24. The Honourable Supreme Court relied upon the earlier Supreme Court judgments and law relating to estoppel dealt by Arthur Caspersz under the title "Conduct of Indifference or Acquiscence" and held as stated above. Therefore, respondents 2 and 3 are also bound by their conduct and they are bound to accept the amount agreed to be paid by the petitioners.
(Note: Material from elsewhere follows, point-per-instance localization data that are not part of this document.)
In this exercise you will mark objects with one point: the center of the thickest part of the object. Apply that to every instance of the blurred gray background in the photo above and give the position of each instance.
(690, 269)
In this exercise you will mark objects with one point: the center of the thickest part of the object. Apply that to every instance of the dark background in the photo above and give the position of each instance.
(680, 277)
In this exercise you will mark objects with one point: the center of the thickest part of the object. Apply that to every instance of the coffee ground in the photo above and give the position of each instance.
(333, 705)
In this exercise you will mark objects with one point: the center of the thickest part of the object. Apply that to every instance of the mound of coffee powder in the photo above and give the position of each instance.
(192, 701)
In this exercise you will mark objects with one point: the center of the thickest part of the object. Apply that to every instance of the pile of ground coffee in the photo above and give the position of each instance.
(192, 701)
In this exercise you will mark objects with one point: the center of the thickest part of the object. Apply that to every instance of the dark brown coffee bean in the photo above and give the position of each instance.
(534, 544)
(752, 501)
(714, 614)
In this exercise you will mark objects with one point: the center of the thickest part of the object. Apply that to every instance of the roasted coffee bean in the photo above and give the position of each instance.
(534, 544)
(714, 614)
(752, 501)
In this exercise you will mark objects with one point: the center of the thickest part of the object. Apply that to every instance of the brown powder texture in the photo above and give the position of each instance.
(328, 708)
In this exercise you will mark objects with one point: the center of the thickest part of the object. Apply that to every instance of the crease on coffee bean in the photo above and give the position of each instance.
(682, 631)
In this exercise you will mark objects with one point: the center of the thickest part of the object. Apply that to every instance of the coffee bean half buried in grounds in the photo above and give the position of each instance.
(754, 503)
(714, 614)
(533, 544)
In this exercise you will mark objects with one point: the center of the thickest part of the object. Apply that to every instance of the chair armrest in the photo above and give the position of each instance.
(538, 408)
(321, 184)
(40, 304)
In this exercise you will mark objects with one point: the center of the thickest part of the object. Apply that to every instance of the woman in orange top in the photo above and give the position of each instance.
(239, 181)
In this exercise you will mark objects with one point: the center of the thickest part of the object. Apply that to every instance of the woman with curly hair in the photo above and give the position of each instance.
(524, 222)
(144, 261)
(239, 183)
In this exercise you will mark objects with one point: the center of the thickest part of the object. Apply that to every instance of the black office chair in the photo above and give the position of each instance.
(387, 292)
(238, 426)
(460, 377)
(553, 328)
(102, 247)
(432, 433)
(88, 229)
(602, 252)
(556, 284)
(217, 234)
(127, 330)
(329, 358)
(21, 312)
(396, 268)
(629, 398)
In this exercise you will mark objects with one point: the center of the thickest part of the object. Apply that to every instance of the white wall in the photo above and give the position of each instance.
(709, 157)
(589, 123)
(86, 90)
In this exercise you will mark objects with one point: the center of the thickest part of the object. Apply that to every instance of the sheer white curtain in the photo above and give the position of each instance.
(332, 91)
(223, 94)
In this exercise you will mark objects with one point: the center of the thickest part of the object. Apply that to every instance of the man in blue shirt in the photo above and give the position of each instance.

25. Though I held that the sale of the properties by the first respondent in favour of respondents 2 and 3 are vitiated by reason of not following of the mandatory provisions of Rules 8(5), 8(6) and 9(2), as per the judgment of the Division Bench in 2009 (5) CTC 385 cited supra, the aforesaid bank may be permitted to conduct further auction. But, in this case, as respondents 2 and 3 have agreed to receive Rs.1,41,00,000/= in full quit and that was also accepted by the petitioners and also made the amount ready, respondents 2 and 3 are bound to receive the same. Further, the amount was made ready by the petitioners in the month of March 2007. Therefore, there is no need to permit the first respondent to conduct further auction. As the petitioners have the benefit of money with them, they are liable to pay the said sum with interest at the rate of 9% per annum from April 2007. The petitioners are granted time to make payment of the said amount within a period of thirty days from the date of receipt of copy of this order. The sales in favour of respondents 2 and 3 shall be set aside on payment of the aforesaid sum of Rs.1,41,00,000/= with interest at 9% per annum from April 2007. If respondents 2 and 3 refuse to receive the same, the petitioner shall deposit the amount with the first respondent bank. In the result, the writ petition is allowed. No costs. The connected miscellaneous petitions are closed.
ssk To The Assistant General Manager & Authorised Officer, State Bank of India, Commercial Branch, Post Box No.162, 6-A West Veli Street, Madurai 625 001.